One
Harlow
I awaken slowly, my head foggy like my brain is filled with white noise that I can’t quite break through. There’s a buzzing in my ears, and my body feels numb and heavy, too heavy, unnaturally so. Trying to force open my eyes, I direct all my strength on emerging from the fog until my blurry gaze clears enough for me to see. My head is lolled to one side, and it takes me a minute to realise I’m not at Harvest House. The room I’m in swims in and out of focus as I slowly blink.
Where am I?
Why can’t I move?
With a pitiful moan, which is more of a heavy wheeze, I try to lift my head, but I barely move an inch before it flops back down onto something soft beneath me. My whole body refuses to listen, and panic flares through me. What’s happening?
Where the hell am I?
I try to scream, but it’s silent, my lips refusing to open and emit the sound. Attempting to slow my laboured breathing and my racing heart, I focus on the surroundings I can finally see. Okay, so not Harvest House. It’s too clean. Too…alien. There’s a wall out of the corner of my eye, gleaming white and shiny, like a hospital room but brighter, as if it’s filled with an inner light. I’m lying on something soft, a bed if the bit I can see is any indication. The floor is a solid white, and the lights seem to float above me.

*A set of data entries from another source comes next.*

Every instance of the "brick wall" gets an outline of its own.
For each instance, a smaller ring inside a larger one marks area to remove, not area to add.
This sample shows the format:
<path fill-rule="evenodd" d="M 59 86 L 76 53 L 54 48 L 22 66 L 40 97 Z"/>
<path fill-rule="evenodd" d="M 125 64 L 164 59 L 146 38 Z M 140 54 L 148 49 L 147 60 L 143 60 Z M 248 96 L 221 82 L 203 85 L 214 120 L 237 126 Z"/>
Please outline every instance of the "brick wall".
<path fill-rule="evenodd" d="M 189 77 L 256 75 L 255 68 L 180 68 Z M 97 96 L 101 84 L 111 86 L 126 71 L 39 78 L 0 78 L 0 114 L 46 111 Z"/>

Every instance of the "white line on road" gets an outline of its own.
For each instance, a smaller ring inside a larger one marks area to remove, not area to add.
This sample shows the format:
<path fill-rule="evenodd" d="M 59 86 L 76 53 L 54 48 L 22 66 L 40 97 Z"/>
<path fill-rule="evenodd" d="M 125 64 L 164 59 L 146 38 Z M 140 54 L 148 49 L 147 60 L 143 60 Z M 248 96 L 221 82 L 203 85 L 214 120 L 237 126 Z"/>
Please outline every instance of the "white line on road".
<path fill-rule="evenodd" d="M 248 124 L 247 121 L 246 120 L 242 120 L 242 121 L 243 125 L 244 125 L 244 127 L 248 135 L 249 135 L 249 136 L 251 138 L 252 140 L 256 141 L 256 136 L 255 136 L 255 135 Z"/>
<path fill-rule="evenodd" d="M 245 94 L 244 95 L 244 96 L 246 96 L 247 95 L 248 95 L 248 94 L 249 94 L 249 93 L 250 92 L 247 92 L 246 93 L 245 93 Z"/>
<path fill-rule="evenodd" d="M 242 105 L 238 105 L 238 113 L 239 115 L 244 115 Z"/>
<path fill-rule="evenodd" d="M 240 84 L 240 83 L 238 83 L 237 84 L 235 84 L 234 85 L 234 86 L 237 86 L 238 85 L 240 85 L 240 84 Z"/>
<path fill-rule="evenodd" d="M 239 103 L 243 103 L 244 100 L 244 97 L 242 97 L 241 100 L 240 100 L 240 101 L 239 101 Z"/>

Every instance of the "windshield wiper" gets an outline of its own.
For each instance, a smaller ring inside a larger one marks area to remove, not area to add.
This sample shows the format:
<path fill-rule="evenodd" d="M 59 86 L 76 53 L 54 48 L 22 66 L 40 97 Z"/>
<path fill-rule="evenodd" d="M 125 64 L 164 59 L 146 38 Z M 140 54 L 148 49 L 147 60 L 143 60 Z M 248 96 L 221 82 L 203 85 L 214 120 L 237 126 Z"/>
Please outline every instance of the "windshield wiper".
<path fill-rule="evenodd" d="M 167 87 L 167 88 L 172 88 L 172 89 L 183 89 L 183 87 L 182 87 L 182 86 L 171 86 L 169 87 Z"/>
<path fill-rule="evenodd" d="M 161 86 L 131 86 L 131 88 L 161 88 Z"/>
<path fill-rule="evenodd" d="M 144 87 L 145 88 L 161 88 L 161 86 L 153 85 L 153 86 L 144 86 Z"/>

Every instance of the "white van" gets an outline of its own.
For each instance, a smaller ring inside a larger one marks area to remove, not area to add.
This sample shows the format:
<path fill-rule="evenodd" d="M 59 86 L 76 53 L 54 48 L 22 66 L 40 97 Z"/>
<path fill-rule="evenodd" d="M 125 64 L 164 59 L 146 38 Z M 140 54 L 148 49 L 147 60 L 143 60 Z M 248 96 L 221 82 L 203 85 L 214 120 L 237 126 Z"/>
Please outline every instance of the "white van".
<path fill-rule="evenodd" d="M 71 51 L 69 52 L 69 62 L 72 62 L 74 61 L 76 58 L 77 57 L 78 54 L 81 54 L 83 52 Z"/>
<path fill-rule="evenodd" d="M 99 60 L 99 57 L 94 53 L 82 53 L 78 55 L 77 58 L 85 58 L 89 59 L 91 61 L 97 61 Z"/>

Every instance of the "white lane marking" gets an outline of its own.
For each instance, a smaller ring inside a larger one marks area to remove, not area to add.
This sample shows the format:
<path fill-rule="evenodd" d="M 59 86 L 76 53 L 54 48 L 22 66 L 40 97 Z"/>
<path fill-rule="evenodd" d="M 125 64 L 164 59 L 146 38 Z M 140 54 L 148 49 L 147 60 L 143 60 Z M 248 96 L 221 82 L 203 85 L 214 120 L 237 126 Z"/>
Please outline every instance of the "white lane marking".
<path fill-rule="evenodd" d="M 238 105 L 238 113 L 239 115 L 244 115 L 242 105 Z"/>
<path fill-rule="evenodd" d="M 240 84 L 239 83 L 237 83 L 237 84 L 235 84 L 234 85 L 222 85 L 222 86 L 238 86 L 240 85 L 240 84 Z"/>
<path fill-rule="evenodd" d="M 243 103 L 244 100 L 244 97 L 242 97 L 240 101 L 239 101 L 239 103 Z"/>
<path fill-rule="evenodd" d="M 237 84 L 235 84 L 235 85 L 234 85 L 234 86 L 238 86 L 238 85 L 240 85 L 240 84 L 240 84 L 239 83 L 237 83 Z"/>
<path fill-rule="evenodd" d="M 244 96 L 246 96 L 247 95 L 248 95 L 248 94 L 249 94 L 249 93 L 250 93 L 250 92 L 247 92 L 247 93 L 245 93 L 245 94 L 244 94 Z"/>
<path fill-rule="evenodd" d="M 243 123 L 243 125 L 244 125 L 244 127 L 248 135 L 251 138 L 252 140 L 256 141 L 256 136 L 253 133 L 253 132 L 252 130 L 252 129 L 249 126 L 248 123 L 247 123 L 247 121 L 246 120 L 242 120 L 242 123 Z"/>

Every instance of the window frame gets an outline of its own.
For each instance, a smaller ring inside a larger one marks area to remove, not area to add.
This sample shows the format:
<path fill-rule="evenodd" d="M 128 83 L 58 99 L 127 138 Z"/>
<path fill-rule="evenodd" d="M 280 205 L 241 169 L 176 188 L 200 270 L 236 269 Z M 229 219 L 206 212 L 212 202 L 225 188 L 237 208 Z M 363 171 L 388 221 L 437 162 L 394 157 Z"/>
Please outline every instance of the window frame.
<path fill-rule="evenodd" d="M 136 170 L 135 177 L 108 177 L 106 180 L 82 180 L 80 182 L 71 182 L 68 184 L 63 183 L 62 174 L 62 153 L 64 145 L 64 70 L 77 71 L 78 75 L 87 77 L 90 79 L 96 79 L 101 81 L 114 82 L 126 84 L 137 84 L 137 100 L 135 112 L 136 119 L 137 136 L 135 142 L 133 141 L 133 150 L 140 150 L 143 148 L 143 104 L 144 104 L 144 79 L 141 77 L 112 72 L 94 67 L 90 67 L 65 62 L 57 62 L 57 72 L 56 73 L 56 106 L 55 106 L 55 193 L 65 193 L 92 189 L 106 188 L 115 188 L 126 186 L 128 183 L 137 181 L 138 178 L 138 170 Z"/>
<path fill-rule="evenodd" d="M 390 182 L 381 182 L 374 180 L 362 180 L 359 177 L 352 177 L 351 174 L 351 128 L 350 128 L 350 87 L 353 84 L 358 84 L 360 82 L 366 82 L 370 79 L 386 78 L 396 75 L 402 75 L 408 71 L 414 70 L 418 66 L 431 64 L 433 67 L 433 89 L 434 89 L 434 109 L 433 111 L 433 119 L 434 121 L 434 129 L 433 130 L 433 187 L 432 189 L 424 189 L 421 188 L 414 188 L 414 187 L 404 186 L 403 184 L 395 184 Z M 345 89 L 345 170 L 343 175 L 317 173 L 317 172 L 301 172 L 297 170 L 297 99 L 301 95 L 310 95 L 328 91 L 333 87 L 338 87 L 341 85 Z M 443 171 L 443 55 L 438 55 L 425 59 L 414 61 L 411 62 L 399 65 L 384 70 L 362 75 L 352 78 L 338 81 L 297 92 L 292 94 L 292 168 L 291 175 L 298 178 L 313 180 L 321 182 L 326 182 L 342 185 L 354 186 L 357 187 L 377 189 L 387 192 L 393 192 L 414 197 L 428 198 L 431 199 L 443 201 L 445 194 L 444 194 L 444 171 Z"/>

Darting my eyes around, I also notice a toilet behind a privacy divider and what looks like a screen for a TV.
From my prone position, almost the entirety of my vision is comprised of what looks like a glass barrier running the length of one wall in the room. It seems to buzz a little like electricity, the hum filling the air—unless that’s my ears still ringing—and then it hits me.
The ship.
The tests.
My breathing stutters at that. It means I’m not on Earth anymore, right?
Just as the thought floats through my head, I watch with wide eyes as an unconscious Carmen slides into view outside my room. Her hair is tossed over her face, and her hand dangles limply off the floating gurney she’s lying on. I run my gaze up to the two aliens manoeuvring her gurney—big blue bastards with no mouth and at least eight eyes. They make a chirping sound as they slide past where I am, and when they disappear, something catches my eye.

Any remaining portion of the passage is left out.